Because I estimated the last digit there is some uncertainty in it: all the digits but the last are precise but the last one was estimated. If I did a good job then that value might range plus 1 or minus 1 (± 1).
Length in dm | Example: 1.4 ± 0.1 dm | |
Length in cm | Example: 14.2 ± 0.1 cm | |
Length in mm | Example: 142.3 ± 0.1 mm |
At the front of the room there are three graduated cylinders. These instruments are used to measure out approximate volumes of fluids and can be read to a fairly high level of precision. The smaller the cylinder, the better the precision. Here is how to read the volume in a graduated cylinder to the highest possible precision. First, you read the volume using the meniscus. The meniscus is the curved upper surface of a fluid in a narrow tube. With water the meniscus curves downward. Read the volume using the lowest part of the meniscus as shown in the illustration with the dotted line. In the illustration the volume is between 9.7 mL and 9.8 mL and you can estimate here to 0.1 mL since marks are given every 1 mL. Doing so gives a volume of 9.76 mL. Note: In general you can estimate to a precision of ^{1}/_{10} (0.1) the size of the smallest division on a measuring instrument. When you measure the volumes in the cylinders always estimate the volume to ^{1}/_{10} the size of the smallest division.
Vol. in the 1 L cylinder | Example: 451 ± 1 mL | |
Vol. in the 100 mL cylinder | Example: 82.4 ± 0.1 mL | |
Vol. in the 10 mL cylinder | Example: 5.68 ± 0.01 mL |
There are three objects at the front of the room that your teacher has set out for you to weigh. Lab balances have limits on their precision just like rulers and graduated cylinders. Just because the balance gives a digital readout doesn’t mean that the last digit is as certain as the others. Think of the last digit as the estimated digit. The last digit is the first uncertain digit. The triple-beam balances achieve a higher precision based on your estimation of the last digit, just as for the linear measurements using the ruler.

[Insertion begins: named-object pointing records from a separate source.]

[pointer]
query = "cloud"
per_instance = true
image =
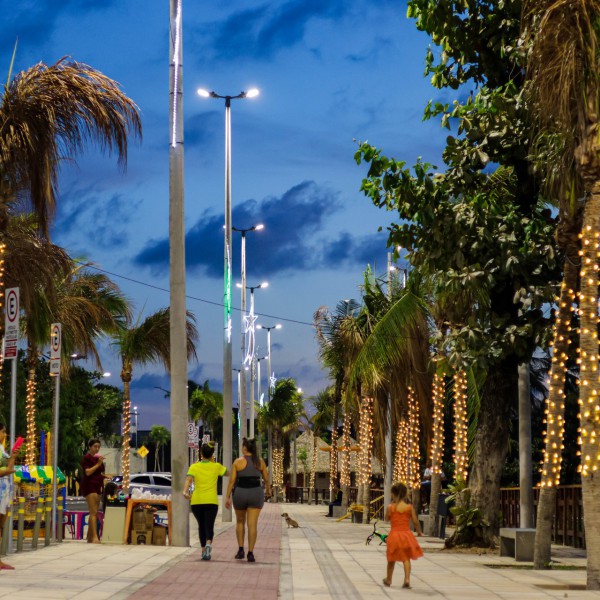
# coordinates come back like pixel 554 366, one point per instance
pixel 33 22
pixel 263 31
pixel 99 219
pixel 290 221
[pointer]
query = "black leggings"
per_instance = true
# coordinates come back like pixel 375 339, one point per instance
pixel 205 515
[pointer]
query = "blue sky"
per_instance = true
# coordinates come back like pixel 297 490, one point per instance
pixel 330 72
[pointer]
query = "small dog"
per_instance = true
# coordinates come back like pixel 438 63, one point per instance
pixel 291 522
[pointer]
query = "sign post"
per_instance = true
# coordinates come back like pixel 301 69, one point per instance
pixel 55 345
pixel 11 340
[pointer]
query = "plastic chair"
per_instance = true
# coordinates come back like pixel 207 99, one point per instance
pixel 85 519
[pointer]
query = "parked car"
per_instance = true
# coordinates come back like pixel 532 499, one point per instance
pixel 156 483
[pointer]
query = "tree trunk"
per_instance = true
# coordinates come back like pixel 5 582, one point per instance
pixel 588 390
pixel 555 406
pixel 491 445
pixel 525 466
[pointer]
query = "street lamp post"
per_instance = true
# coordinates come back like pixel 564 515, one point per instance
pixel 227 350
pixel 258 227
pixel 269 375
pixel 249 350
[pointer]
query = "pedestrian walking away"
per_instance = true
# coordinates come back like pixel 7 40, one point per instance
pixel 401 543
pixel 92 485
pixel 248 495
pixel 203 475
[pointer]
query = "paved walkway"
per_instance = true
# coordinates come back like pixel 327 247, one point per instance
pixel 224 576
pixel 321 560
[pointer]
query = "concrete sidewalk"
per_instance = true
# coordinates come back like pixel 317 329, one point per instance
pixel 321 560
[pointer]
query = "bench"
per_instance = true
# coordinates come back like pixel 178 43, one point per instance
pixel 517 543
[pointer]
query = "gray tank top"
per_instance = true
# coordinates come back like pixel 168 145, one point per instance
pixel 249 470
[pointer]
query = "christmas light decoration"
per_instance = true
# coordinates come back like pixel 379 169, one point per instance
pixel 278 468
pixel 333 462
pixel 460 426
pixel 437 443
pixel 555 403
pixel 345 467
pixel 401 454
pixel 413 477
pixel 30 418
pixel 589 416
pixel 366 441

Using 3-Beam Balance | Using Digital Balance | |
Mass of ____________________ | ± ______ | ± ______ |
Mass of ____________________ | ± ______ | ± ______ |
Mass of ____________________ | ± ______ | ± ______ |
Now we will move back to length measurements. Using a short ruler (not a meterstick), measure the length and width of the lab bench. Next, use a meterstick. For both measurements, report your answer in centimeters.